Attending a concert where the music of Cassandra Miller was performed alongside that of Dmitri Shostakovich would never have seemed a likely programming choice. But that’s the unexpected but fascinating experience that was BBC Proms16, with the BBC Philharmonic under the baton of John Storgårds.
Miller’s viola concerto, I cannot love without trembling, written in 2022 as a BBC co-commission, was the first offering of the evening. The Canadian composer began by taking a recording of violinist Alexis Zoumbas as a starting point and reworking it through her unique process of “automatic singing”. This approach resulted in the folk-inspired gestures of violist Lawrence Power gliding up and down with wailing vibrato. The BBC Philharmonic complemented these lines with dreamy waves of sound that ebbed and flowed, trembling delicately—a fitting reflection of both the character and title of the work. As the music progressed, it grew more solemn. The conductor, orchestra, and soloist paced the material carefully, allowing it to unravel slowly. The piece featured beautiful instrumental blending, a strikingly intense moment of low, quiet rumbling from the bass drum, and violins plucked like Russian balalaikas—something Shostakovich would surely have appreciated. It was a quiet spectacle, simple and enchanting.

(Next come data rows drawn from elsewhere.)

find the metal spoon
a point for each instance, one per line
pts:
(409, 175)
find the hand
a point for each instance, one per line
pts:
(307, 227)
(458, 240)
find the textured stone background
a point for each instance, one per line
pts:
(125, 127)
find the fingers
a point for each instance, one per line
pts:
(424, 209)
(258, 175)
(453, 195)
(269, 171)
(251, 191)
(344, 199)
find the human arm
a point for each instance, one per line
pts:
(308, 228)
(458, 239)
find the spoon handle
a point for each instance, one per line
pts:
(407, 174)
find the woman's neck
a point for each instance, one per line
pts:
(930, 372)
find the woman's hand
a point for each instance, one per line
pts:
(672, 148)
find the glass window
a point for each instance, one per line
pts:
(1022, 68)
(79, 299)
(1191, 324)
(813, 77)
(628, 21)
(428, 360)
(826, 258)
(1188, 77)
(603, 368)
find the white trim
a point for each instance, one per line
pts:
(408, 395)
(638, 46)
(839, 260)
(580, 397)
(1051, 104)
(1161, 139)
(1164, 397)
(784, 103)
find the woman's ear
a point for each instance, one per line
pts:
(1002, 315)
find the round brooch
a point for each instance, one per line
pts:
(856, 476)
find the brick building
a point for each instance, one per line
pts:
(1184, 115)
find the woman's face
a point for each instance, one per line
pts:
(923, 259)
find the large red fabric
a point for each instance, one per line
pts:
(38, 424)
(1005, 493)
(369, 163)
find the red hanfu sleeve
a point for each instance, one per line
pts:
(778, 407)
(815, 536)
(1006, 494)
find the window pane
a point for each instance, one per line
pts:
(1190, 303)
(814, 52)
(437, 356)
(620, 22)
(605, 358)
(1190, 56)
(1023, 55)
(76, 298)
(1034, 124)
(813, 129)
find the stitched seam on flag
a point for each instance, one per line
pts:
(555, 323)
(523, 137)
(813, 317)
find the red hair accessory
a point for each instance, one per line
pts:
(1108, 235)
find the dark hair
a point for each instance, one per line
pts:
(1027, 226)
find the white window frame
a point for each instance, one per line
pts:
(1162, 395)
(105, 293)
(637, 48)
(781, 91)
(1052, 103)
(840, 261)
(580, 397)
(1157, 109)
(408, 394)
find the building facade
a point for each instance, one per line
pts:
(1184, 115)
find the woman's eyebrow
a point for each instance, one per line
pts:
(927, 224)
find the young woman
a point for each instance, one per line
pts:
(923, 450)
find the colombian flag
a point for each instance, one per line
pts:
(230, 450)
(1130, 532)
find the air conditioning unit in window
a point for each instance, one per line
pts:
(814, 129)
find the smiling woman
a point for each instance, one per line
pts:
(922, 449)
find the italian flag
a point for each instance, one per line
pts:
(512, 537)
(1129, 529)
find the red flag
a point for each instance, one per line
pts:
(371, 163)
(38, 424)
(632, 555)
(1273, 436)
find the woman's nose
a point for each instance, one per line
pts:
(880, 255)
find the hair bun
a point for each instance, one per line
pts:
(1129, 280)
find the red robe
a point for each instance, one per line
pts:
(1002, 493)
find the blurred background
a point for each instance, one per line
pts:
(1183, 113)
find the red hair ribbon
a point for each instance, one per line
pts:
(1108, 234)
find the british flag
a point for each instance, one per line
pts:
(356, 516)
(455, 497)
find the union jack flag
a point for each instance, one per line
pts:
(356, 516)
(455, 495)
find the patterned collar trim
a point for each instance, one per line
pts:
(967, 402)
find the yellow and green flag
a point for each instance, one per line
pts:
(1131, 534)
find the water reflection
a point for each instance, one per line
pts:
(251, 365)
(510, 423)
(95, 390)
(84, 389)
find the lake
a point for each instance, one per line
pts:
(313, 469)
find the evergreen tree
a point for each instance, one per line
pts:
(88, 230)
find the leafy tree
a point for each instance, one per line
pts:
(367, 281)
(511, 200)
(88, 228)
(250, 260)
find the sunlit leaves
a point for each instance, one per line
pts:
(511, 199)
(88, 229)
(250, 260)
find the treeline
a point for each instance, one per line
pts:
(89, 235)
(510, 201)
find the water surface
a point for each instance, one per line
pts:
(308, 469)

However, that delicacy didn’t last long. Shostakovich’s Symphony no. 4 began with Storgårds’ driving direction, resolute and march-like. Written during a turbulent period in the composer’s career, when he was accused of writing formalist music by the Communist Party’s mouthpiece Pravda and forced to withdraw the premiere in 1936, this intense symphony reflects the mood just before the years of Nikolai Yezhov’s Great Purge, which brought widespread death to apparatchiks, intellectuals, and ordinary people in the Soviet Union. Choosing not to perform this work might have spared Shostakovich’s life, an outcome that eluded Isaac Babel, Abram Lezhnev and Vsevolod Meyerhold, who supported him in the face of criticism.